I was doomscrolling the other day and a post stuck with me. It sported an article clipped from a magazine. It read “baby born from embryo frozen in 1994, the oldest baby ever”. Someone retweeted the article: “that baby could have been playing tony hawk pro skater 2 and listened to killswitch engage, now he’ll play fortnite and listen to carti”.
I don’t know if it’s just me and my algorithm, but sometimes it feels like the world ended in the early 2010s. This is a silly example of that doomsday feeling, but it’s telling. Many of us remember life back then like this blissful American suburbia of the soul – Myspace, nu metal, Mountain Dew and all – and now it’s no more. It wasn’t really like that, but now it feels as if it were. And we’re left here replaying those muted memories, gurgling through way-too-hi-fi speakers.
I bring this up because this nostalgia colours the new Deftones record, Private Music. As I listened to it, it felt the way that content makes me feel.
It makes sense, of course: Deftones has always been protagonists to that sort of early 21st century nostalgia. Elite members of the nu metal class, they have always been the good shit you remember your older brother blasting through your bedroom walls – especially if it never happened. Deftones is the kind of mallcore you still enjoy with no shame now that you pay your own bills.
But what I did not see coming was just how much Private Music would have felt like an echo of the gilded days. It feels like a fuzzed-out memory of the band itself, a machine built exclusively of salvaged remains.
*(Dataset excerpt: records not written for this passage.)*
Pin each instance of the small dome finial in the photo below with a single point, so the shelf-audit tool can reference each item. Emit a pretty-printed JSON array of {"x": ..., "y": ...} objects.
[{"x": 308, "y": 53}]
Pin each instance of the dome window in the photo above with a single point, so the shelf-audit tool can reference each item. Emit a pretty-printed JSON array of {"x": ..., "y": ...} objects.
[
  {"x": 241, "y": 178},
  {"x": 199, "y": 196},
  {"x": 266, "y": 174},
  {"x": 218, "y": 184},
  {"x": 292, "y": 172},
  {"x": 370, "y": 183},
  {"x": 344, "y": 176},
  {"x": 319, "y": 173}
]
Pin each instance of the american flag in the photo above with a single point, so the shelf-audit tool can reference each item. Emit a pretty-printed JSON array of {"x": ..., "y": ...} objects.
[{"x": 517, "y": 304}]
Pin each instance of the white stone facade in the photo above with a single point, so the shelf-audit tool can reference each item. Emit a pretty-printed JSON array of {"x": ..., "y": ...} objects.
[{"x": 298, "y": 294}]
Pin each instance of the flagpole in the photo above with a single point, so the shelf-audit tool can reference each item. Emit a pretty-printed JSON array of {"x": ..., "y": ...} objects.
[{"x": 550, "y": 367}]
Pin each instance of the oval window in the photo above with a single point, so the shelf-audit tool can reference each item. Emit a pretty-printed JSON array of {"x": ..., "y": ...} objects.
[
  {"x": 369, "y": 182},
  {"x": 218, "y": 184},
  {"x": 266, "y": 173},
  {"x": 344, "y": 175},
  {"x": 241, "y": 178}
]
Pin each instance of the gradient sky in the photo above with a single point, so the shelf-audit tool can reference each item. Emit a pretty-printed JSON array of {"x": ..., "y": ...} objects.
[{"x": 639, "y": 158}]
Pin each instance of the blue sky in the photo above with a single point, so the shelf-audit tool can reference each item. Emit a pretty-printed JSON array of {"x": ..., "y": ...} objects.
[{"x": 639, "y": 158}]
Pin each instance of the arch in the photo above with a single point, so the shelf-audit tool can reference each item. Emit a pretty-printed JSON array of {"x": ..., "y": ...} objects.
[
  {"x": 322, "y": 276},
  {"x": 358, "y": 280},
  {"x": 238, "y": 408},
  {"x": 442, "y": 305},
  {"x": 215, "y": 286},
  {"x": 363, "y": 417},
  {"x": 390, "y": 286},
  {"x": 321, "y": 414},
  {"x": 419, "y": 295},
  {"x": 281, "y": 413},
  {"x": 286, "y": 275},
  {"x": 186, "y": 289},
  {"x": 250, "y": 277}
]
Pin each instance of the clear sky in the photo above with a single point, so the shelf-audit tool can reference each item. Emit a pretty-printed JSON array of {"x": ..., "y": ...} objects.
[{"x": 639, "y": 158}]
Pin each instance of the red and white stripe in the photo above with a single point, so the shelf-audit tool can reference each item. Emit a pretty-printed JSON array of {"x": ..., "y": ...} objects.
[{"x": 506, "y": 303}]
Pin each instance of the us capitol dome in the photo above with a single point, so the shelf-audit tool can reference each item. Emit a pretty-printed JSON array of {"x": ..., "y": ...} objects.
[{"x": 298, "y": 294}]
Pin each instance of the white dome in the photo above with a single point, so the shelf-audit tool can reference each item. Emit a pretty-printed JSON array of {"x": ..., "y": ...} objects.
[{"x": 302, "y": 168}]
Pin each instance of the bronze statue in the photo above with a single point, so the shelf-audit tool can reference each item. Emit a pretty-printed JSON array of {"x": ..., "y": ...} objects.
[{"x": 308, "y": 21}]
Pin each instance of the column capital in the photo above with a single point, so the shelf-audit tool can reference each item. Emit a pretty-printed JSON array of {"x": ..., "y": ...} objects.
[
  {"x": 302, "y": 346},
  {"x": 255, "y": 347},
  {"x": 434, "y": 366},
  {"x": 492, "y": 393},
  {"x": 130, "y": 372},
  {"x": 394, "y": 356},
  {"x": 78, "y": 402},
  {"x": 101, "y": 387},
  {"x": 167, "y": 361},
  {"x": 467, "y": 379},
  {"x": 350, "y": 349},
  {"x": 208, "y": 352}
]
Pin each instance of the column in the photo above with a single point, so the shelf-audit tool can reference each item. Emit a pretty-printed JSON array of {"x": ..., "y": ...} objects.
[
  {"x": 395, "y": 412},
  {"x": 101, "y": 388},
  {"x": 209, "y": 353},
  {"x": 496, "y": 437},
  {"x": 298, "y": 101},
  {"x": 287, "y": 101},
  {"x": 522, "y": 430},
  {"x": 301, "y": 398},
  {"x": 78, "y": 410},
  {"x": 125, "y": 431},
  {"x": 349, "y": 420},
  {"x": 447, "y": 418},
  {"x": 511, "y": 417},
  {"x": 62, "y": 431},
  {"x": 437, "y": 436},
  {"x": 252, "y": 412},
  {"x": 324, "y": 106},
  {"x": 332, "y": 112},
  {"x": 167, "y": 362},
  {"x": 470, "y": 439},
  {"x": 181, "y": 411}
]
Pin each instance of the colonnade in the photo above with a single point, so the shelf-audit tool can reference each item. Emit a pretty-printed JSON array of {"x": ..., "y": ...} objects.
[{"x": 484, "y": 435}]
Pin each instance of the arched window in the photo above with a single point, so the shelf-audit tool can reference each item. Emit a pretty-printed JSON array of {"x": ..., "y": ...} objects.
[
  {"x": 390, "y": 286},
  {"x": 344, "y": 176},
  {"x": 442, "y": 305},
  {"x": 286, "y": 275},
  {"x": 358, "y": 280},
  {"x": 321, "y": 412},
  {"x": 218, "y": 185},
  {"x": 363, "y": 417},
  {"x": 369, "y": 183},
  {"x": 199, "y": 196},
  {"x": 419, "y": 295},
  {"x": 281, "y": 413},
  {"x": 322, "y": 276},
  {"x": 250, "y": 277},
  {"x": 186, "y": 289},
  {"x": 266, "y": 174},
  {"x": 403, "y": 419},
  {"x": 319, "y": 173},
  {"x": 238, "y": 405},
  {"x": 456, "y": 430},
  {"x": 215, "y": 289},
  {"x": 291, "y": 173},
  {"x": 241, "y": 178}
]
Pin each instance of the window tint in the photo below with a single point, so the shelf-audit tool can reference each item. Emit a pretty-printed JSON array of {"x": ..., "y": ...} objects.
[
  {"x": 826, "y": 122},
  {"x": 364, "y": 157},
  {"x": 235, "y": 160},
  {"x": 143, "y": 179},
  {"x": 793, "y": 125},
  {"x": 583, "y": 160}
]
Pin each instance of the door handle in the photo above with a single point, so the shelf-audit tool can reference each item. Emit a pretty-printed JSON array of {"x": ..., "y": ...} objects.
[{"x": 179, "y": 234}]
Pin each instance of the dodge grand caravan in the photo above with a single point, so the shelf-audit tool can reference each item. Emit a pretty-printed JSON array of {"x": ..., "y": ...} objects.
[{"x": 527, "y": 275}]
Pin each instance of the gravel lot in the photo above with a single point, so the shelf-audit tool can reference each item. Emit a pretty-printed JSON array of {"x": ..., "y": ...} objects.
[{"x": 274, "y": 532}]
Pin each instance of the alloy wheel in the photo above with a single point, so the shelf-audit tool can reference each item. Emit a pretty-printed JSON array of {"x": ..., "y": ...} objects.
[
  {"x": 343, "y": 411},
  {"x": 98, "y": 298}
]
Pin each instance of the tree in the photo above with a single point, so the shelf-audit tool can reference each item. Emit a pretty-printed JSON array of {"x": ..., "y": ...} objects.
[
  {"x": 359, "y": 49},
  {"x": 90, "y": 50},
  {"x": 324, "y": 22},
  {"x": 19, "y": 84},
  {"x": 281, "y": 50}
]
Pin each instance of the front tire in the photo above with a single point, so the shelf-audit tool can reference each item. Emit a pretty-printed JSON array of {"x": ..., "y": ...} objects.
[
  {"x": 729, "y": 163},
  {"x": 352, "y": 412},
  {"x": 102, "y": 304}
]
In simpler terms, on Private Music Deftones sounds just like Deftones, but with something off about them: even compared to their most ethereal numbers, Private Music is blown all the way out. Everything echoes or is covered in fuzz. It sounds like the slowed-and-reverbed version of themselves. In a word, a memory.
Take, for example, ‘infinite source’. It’s quintessential Deftones: huge riffs, booming drums and the saccharine vocals that soar over the mayhem. Easily one of the best tunes they’ve dished out in a while, in a record chockful of the best Deftones in a while. And yet the overall sound comes off as dissociated, like an out of body experience. It has a nocturnal quality that makes it sound more like a recollection rather than an actual song that just came out.
The same goes for ‘milk of madonna’, ‘locked club’ or ‘cut hands’. ‘~metal dream’ and ‘cXz’ even sound like a desperate dub version of a cut straight out of Around the Fur. Most songs come off like Deftones summoning themselves, distant and dusty.
But the most surreal are the slower numbers: ‘I think you all the time’, ‘departing the body’ and ‘the droning souvenir’. Here the band stretches their sound so much that it becomes something rather akin to the nu-shoegaze acts like Wisp – this evanescent disembodied wall-of-sound that’s distinctly Deftones but also not really. A perfect picture smudged by all the years gone by.
So, is it a bad record? Quite the contrary, I’d say. But it’s uncanny. There’s something vampiric about Private Music. It’s the sound of something irreparably lost and grieved.